36
votes

I'm trying to get the first char of a byte-string in python 3.4, but when I index it, I get an int:

>>> my_bytes = b'just a byte string'
b'just a byte string'
>>> my_bytes[0]
106
>>> type(my_bytes[0])
<class 'int'>

This seems unintuitive to me, as I was expecting to get b'j'.

I have discovered that I can get the value I expect, but it feels like a hack to me.

>>> my_bytes[0:1]
b'j'

Can someone please explain why this happens?

1
The hack of using a range like my_bytes[0:1] really helped me write Python2/Python3 compatible code. I'd love to see an answer that covers the best practice for compatible code addressing this issue. For example: ord(my_bytes[0]) gives an int in Python2, yet my_bytes[0] gives an int in Python3. To work in both, I'm using ord(my_bytes[0:1]) which seems really ugly for Python3. - proximous
you answer helped me, I couldn't find the best approach to work with bytes and avoid the integer conversion when accessing an index, thanks. - Bersan
I noticed the same phenomena with lists made from bytearray and bytestring. type(list(b'abctest').pop(0)) give <class 'int'>. type(list(bytearray(b'abctest')).pop(0)) give <class 'int'>. type(bytearray(b'abctest').pop(0)) give <class 'int'>. - Valentin Stoykov

1 Answers

31
votes

The bytes type is a Binary Sequence type, and is explicitly documented as containing a sequence of integers in the range 0 to 255.

From the documentation:

Bytes objects are immutable sequences of single bytes.

[...]

While bytes literals and representations are based on ASCII text, bytes objects actually behave like immutable sequences of integers, with each value in the sequence restricted such that 0 <= x < 256[.]

[...]

Since bytes objects are sequences of integers (akin to a tuple), for a bytes object b, b[0] will be an integer, while b[0:1] will be a bytes object of length 1. (This contrasts with text strings, where both indexing and slicing will produce a string of length 1).

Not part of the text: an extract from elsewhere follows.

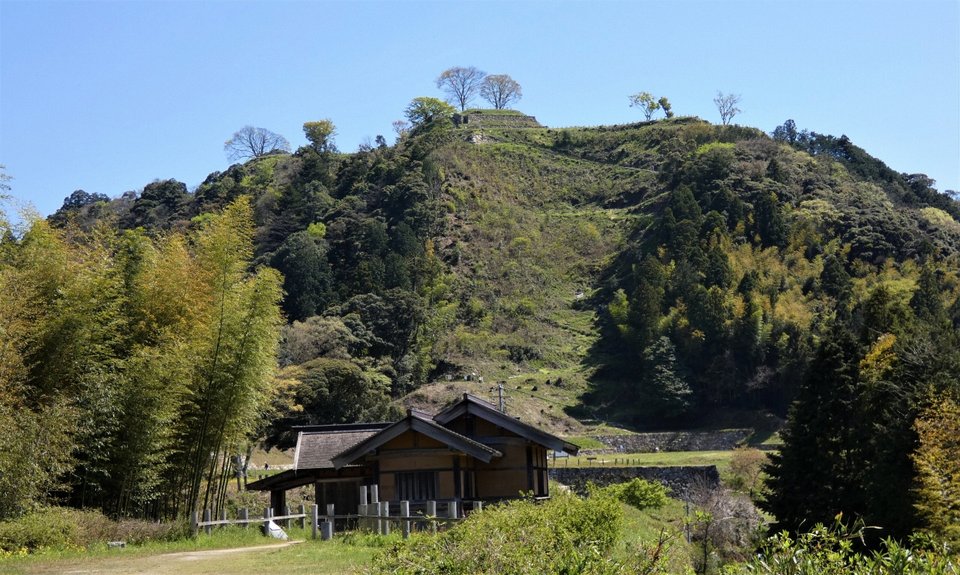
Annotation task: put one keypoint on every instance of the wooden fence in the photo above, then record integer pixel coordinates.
(373, 515)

Bold emphasis mine. Note than indexing a string is a bit of an exception among the sequence types; 'abc'[0] gives you a str object of length one; str is the only sequence type that contains elements of its own type, always.

This echoes how other languages treat string data; in C the unsigned char type is also effectively an integer in the range 0-255. Many C compilers default to unsigned if you use an unqualified char type, and text is modelled as a char[] array.